InterMT
收藏魔搭社区2026-05-09 更新2025-06-14 收录
下载链接:
https://modelscope.cn/datasets/PKU-Alignment/InterMT
下载链接
链接失效反馈官方服务:
资源简介:
# (NeurIPS 2025 Spotlight) InterMT: Multi-Turn Interleaved Preference Alignment with Human Feedback
[🏠 Homepage](https://pku-intermt.github.io/) | [🤗 InterMT Dataset](https://huggingface.co/datasets/PKU-Alignment/InterMT) | [👍 InterMT-Bench](https://github.com/cby-pku/INTERMT) | [📑 Paper](https://arxiv.org/abs/2505.23950)
## Abstract
As multimodal large models (MLLMs) continue to advance across challenging tasks, a key question emerges: ***What essential capabilities are still missing?***
A critical aspect of human learning is continuous interaction with the environment -- not limited to language, but also involving multimodal understanding and generation.
To move closer to human-level intelligence, models must similarly support **multi-turn**, **multimodal interaction**. In particular, they should comprehend interleaved multimodal contexts and respond coherently in ongoing exchanges.

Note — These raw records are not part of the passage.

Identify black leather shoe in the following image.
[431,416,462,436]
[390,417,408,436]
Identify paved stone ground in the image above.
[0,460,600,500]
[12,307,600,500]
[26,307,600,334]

In this work, we present **an initial exploration** through the *InterMT* -- **the first preference dataset for *multi-turn* multimodal interaction**, grounded in real human feedback. In this exploration, we particularly emphasize the importance of human oversight, introducing expert annotations to guide the process, motivated by the fact that current MLLMs lack such complex interactive capabilities. *InterMT* captures human preferences at both global and local levels into nine sub-dimensions, consists of 15.6k prompts, 52.6k multi-turn dialogue instances, and 32.4k human-labeled preference pairs.
To compensate for the lack of capability for multi-modal understanding and generation, we introduce an agentic workflow that leverages tool-augmented MLLMs to construct multi-turn QA instances.
To further this goal, we introduce *InterMT-Bench* to assess the ability of
MLLMs in assisting judges with multi-turn, multimodal tasks.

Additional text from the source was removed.